The Following User Says Thank You to cejayb For This Useful Post: ninamarc (01-31-2013)
@ Olderstudent: at present, I am not aware of an alternate, non-invasive test for urinary tract infections without sampling the urine. Others please correct me if I am mistaken. So, I don't think there is a way to bypass the urine collection step.
@Cejayab: thank you for your personal experience, re absence of mental status change with UTI in a cognitively healthy person. This really sets me wondering. If healthy people do not have any cognition presentations with UTI, but dementia patients are profoundly affected, then at some point in the development/progression of dementia, people will turn from refractory to profoundly affected.
Can anyone enlighten me as to when this point might be? Do you think it is very early in the cognitive decline process in dementia, or do you think it is in the mid- to later stages? Moreover, if the cognitive side effects to UTI is so dramatically different between healthy and demented folks, might this be a useful way to highlight individuals suffering from the earliest stages of dementia but still sufficiently "together" to escape detection in most of today's assessments? What do you think?
My experience with my mum, observation of others in her 12 bed situation and chatting with carers. Later stages...and more prevalent in the more sedentary patients. Mum had no problems when she was able to stroll/go to short events etc with me. In other words...remain active. In her last two years when she prefered to stay in the home and was less active the UTI's started [she was 92 mind you!]
I don't think that UTI testing could be used as an early detection highlighting tool.
I think that it is more prevalent with severe results in dementia patients on account of their living situation....however clean and careful...and because the sense of knowing what is happening to their own bodies also diminishes with their lack of general awareness so potentially small problems escalate. Other people will have different experiences and may have researched this. I am not a researcher...seems to be so many negatives in all things that I prefer to do the best I can and be positive!!
Susan, proper cleaning is important before the urine sample is taken. There is a plastic tray that can be put under the ring of the toilet that will catch the sample. If Mom will sit on the toilet and pee then they can get a good sample eventually. It may take a few tries but if they place her on the toilet and turn on the faucet it will eventually work. When you get the sample ask for not only the quick stick test but also a urinalysis culture. I am not in favor of catherization for urinalysis because it is too easy to introduce bacteria that can cause exactly what you are testing for or other infections. It may take a couple of attempts to find out if your Mom does have a UTI. A negative test does not mean she doesn't have one. It just says it is not bad enough for the test to be positive. There is a connection between hygiene and UTIs but the biggest factor seems to be hydration.

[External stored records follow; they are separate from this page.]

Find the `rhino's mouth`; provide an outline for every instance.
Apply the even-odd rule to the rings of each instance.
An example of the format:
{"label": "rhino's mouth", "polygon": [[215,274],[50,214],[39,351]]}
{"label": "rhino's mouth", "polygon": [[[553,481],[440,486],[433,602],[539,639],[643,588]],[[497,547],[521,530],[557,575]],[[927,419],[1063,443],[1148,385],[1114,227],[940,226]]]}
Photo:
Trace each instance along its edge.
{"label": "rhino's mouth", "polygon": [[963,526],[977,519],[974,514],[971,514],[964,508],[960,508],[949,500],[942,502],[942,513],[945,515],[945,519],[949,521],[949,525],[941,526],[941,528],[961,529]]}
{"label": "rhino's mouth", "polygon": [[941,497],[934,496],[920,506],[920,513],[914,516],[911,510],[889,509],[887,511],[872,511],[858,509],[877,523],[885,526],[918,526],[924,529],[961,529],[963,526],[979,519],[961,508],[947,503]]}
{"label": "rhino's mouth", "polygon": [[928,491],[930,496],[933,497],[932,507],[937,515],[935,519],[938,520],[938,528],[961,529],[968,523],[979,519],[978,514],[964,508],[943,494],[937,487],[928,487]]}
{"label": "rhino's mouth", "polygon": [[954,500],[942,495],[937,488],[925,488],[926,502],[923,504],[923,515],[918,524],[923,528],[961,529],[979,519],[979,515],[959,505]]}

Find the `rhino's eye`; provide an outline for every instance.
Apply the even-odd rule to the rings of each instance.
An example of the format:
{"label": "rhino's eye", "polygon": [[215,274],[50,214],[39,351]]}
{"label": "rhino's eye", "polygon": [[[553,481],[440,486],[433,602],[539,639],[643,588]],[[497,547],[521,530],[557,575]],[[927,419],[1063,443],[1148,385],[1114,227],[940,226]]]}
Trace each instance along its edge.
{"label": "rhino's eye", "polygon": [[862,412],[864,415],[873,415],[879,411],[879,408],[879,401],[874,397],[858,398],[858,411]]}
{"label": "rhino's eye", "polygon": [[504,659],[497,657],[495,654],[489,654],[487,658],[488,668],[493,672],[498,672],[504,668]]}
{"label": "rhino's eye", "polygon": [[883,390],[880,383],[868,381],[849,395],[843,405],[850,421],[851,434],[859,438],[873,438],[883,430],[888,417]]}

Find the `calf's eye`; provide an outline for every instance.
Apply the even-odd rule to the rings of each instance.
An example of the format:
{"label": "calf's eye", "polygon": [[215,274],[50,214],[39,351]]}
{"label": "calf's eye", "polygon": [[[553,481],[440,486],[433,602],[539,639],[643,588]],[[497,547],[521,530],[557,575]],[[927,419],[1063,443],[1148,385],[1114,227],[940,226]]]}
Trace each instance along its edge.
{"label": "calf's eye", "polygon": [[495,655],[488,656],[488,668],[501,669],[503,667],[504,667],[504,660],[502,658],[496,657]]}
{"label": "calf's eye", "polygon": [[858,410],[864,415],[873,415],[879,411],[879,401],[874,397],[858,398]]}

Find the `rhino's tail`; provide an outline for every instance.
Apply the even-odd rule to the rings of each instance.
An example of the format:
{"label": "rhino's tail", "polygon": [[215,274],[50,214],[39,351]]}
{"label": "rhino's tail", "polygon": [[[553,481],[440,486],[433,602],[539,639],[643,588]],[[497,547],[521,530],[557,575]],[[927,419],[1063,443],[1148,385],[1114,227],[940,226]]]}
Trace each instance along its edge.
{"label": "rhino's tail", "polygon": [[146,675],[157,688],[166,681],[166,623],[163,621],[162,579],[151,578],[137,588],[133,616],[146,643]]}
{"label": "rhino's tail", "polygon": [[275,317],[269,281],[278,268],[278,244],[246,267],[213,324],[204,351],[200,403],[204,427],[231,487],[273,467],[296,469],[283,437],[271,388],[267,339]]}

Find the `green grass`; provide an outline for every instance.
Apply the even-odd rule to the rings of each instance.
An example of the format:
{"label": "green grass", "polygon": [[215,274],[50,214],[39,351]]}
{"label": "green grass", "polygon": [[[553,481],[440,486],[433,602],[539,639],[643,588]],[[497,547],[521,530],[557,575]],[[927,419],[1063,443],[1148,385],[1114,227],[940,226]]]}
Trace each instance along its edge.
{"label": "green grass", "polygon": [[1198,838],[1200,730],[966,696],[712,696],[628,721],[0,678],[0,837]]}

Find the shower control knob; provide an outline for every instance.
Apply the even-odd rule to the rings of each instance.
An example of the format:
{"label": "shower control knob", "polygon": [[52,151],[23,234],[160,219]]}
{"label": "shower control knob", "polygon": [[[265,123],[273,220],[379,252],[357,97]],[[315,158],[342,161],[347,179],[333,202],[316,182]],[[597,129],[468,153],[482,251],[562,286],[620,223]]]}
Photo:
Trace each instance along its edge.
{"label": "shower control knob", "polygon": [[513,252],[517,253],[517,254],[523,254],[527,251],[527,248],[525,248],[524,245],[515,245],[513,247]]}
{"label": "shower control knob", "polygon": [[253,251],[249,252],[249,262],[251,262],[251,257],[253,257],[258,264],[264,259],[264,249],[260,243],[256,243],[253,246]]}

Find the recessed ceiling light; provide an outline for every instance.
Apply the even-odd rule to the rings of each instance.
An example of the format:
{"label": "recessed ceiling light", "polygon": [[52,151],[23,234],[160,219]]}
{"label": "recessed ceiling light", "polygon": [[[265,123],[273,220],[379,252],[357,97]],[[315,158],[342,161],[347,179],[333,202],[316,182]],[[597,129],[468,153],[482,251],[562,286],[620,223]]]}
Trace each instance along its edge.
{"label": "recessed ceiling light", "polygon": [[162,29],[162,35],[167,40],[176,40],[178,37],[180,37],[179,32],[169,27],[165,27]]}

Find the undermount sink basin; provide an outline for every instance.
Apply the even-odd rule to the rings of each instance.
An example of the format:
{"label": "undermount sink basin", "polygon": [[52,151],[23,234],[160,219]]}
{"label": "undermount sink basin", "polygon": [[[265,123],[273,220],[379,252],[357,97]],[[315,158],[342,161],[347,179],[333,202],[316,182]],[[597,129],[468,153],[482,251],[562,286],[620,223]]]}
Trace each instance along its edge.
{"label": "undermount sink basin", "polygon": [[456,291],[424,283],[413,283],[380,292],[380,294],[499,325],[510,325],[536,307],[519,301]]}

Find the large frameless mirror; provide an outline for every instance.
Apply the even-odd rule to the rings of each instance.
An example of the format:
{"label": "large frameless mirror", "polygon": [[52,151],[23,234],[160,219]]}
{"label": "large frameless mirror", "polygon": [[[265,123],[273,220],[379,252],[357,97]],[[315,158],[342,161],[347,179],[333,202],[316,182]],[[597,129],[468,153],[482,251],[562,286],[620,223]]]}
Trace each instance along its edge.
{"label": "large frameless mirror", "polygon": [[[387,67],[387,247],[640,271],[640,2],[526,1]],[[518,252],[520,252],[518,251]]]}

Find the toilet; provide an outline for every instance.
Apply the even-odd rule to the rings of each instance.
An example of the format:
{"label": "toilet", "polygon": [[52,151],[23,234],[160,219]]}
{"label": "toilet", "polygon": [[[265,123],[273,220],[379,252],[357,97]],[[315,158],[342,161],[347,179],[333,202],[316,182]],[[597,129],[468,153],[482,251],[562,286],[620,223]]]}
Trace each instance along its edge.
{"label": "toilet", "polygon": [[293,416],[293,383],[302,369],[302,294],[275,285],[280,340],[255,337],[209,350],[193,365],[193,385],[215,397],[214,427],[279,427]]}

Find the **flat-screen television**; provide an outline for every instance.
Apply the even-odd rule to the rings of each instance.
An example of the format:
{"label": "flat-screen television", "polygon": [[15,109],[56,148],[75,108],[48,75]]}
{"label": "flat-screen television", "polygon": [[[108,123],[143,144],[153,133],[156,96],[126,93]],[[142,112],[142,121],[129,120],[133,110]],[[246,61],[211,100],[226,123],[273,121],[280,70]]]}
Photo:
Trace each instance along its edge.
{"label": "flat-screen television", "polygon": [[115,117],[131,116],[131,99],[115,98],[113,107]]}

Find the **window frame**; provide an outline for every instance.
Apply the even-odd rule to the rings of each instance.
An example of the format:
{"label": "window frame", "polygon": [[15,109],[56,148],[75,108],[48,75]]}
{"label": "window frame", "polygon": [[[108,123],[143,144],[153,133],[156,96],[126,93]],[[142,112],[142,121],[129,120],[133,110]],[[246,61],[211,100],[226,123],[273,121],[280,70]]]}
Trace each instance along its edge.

Luau, a UTI can make anybody cranky and feel bad but the major cognitive effects seem to be limited to the elderly. I have seen a UTI have a negative effect on the cognition of elderly patients without dementia or in the very early states of MCI. It can affect the cognition at any stage of dementia. Mom had her worst UTIs when she was in the mid stages but she also had them in the early stages and the late stages as well... yes she was prone to UTIs. It is not a good way to determine if someone has dementia because it can be just as relentless in an elderly patient without dementia.
I personally don't think UTI affected my mood when I got them before. More about worrying but was not affected in the mood.
I think they took the urine from the catheter for my late FIL because there was less urine or that it was difficult to get it from my late FIL. It ended up with UTI so it was not clear if it was contaminated or it was true. He was very moody anyway.